Pierce County Sheriff responds to claims of ‘cover-up’ in death of Manuel Ellis
On Tuesday, the attorney for the family of Manuel Ellis expressed frustration regarding the recent revelation that a fifth Tacoma police officer was involved in Ellis’ death in March 2020, alleging a “cover up” by the Pierce County Sheriff’s Office and Tacoma Police Department. Pierce County Sheriff Ed Troyer spoke to KIRO Radio’s Gee and Ursula Show to address those allegations.
New details regarding Ellis’ death revealed two additional law enforcement officers were involved in restraining him. One — an off-duty sheriff’s department sergeant — assisted in pushing Ellis’ leg in to hogtie him while handcuffed and lying flat on the ground. The other was a Tacoma police officer who placed a spit guard over Ellis’ head. The four officers who had been previously identified have been on leave since early June 2020.
Ellis had complained to officers while being restrained that he couldn’t breathe, echoing a similar scenario that played out for George Floyd months later in Minnesota, which led to a summer of heated protests and calls for police reform across the nation.
As for why the public didn’t know about the other officers, Troyer says that’s largely due to language in I-940, a police accountability initiative approved by Washington voters in 2019.

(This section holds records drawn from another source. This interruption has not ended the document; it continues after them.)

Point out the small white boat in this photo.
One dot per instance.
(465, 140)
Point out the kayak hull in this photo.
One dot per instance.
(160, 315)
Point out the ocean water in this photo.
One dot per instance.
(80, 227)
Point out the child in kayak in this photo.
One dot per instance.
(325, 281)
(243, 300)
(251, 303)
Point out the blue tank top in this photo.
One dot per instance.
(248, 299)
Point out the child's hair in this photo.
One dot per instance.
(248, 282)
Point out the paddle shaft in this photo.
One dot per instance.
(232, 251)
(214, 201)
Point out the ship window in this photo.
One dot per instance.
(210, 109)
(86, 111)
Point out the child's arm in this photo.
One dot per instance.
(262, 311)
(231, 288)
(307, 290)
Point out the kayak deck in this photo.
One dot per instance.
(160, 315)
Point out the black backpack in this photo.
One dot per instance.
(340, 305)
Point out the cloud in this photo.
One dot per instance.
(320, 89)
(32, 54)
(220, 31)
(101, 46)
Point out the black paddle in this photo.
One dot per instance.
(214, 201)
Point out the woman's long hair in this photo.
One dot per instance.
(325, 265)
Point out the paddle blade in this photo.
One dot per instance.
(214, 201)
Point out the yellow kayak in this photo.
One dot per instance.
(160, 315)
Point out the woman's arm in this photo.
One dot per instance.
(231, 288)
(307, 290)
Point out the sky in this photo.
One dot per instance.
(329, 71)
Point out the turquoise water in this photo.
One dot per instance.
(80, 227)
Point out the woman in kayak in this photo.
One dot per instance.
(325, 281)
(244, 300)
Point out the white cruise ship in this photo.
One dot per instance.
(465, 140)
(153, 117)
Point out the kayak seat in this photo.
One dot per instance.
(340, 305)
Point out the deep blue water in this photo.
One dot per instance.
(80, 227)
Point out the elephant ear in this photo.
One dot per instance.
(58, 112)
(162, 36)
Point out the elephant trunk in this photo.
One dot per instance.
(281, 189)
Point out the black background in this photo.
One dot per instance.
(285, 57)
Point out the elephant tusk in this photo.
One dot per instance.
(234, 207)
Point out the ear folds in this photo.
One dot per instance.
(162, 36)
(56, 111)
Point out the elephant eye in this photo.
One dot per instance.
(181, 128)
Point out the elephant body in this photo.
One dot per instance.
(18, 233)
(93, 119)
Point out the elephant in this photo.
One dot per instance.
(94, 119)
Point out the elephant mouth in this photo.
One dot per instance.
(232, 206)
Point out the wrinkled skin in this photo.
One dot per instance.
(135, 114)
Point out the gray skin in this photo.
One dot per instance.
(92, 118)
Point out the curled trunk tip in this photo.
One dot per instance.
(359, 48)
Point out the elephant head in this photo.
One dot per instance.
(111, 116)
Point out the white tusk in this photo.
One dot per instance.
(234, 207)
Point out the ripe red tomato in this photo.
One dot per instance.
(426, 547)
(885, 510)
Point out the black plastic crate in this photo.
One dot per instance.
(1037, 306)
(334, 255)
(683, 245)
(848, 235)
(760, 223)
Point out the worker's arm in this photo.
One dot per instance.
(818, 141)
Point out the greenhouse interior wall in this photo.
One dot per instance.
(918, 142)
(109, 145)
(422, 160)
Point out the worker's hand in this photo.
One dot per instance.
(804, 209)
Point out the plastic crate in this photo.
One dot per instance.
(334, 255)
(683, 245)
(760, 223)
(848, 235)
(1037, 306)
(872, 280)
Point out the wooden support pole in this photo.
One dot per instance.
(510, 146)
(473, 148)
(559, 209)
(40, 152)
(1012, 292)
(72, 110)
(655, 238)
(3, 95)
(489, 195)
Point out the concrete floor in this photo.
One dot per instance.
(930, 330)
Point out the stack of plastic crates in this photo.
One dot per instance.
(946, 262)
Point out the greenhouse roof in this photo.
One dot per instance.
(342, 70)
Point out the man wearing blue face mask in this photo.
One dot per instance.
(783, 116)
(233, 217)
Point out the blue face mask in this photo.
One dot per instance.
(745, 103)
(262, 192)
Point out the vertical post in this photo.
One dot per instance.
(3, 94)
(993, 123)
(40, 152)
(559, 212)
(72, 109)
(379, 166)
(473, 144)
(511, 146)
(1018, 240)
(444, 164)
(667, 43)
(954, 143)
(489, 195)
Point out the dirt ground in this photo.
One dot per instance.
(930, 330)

“It was always in the reports — there was nothing hidden about it,” he claimed. “But unfortunately, it’s hard for us because we’re not able to talk a lot about it, and we’re not able to speak about it because of I-940.”
According to Troyer, initial details concerning Ellis’ death were consistently released to the public early on. After it was ruled a homicide by the coroner’s office, that placed it under the purview of I-940, making it so the department was no longer permitted to provide details concerning the active investigation.
“It was not releasable once it turned into an I-940 case and switched over to the attorney general’s office,” Troyer said.
It remains unclear, though, why the fifth Tacoma police officer — whose involvement the department was aware of in early March 2020 — wasn’t placed on leave like the four officers who were first identified.
“That’s a question for the Tacoma Police Department,” Troyer noted. “They knew about it from day one.”